Highlight: From the specifics of mapping and evaluating the long-term effects of performance-based financing on health systems, to the development of new global theories of 'somatic security', our researchers are tackling the challenge posed by the interaction of global capitalism and global health. Dr Owain Williams' work intervenes in the global health security debate to argue that the primary focus of global health security – that infectious disease is an existential security threat to both humans and vital infrastructures – only tells one part of the story about the meaning and significance of biological danger in the contemporary context. He traces how advances in science and technology, particularly through the intermingling of computer science and molecular biology, have altered understandings of what biology is. He explores the informationalization of biology, as part of an emergent global political economy of health security, forwarding the concept of a somatic-security industrial complex to capture this dynamic.

Highlight: Dr Anne-Sophie Jung's research has explored the key systemic drivers and implications of anti-microbial resistance. As part of an international team, Dr Jung's work has put forward important policy lessons to deal with this pressing global health security challenge.

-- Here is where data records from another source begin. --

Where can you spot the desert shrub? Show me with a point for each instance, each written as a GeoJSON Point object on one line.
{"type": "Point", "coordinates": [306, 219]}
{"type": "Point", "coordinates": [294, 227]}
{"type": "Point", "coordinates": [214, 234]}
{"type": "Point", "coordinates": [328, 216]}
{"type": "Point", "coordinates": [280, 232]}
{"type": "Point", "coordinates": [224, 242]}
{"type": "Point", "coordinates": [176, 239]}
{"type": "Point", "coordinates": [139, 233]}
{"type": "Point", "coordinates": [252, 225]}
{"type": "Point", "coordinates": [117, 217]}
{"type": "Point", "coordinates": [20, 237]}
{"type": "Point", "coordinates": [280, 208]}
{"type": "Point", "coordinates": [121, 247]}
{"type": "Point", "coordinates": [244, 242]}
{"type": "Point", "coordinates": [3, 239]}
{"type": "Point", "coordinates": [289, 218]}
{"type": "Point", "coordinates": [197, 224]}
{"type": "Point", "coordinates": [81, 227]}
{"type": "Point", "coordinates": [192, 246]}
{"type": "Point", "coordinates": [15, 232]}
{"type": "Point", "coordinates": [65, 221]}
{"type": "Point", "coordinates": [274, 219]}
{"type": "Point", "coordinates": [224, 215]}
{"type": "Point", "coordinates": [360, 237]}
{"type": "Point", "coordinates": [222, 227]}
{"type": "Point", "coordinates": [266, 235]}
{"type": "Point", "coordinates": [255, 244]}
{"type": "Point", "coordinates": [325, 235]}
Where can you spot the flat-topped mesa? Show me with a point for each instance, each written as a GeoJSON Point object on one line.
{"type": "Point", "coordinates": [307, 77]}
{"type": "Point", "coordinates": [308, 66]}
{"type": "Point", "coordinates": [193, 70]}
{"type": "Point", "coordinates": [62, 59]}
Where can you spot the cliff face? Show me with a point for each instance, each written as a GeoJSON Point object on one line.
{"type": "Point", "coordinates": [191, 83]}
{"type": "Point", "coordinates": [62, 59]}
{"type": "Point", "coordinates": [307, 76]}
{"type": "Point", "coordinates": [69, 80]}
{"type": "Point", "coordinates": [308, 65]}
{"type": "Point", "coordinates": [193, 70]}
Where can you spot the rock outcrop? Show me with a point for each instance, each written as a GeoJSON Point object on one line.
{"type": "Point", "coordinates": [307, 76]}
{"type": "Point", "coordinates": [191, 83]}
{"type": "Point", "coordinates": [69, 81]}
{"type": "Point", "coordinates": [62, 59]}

Sustainable pandemic preparedness and response (PPR) financing

The failures of the international COVID-19 response highlighted key gaps in pandemic preparedness and response (PPR) at global, regional and national levels. As a result, an additional US$31.1 billion at the country level, and US$10.5 billion at the global level, has been requested by the World Bank and World Health Organization to strengthen the global PPR architecture. However, the feasibility and potential effectiveness of this funding have not been fully explored. An ESRC-funded project, in collaboration with The Center for Policy Impact in Global Health (Duke University) and Open Consultants aims to assess the current PPR financing architecture to interrogate the feasibility of meeting the PPR financing targets, and identify remaining obstacles that risk undermining the effectiveness of PPR financing mechanisms. The findings have been published across two policy briefs, in a Future Development blog, with peer-reviewed articles forthcoming.

In collaboration with Transparency International Global Health, the University of Leeds research team won additional funding to conduct an analysis of common challenges facing health financing instruments. The findings have been published in a policy brief ‘Overcoming Governance Challenges in International Health Financing’ which sets out a number of key recommendations that can increase the effectiveness of the new World Bank Pandemic Fund.

Learn more about about this research on financing future pandemics here.

Evidence - Foreign Affairs Committee Inquiry into Global Health Security

Submitted by the Centre for Global Security Challenges (CGSC) and Centre for Global Development (CGD) in the School of Politics and International Studies at the University of Leeds, UK. We submitted evidence because of our collective expertise related to global health, health security, health governance and diplomacy, health systems and financing, and international health collaboration and trust. The report highlights the need for global leadership and a well-resourced global health system at all levels.

Covid-19 diaries

Led by Dr Williams, the COVID-19 Diaries is an academic and personal project and a community space for those of us who might want to mix the professional and the personal and record these times.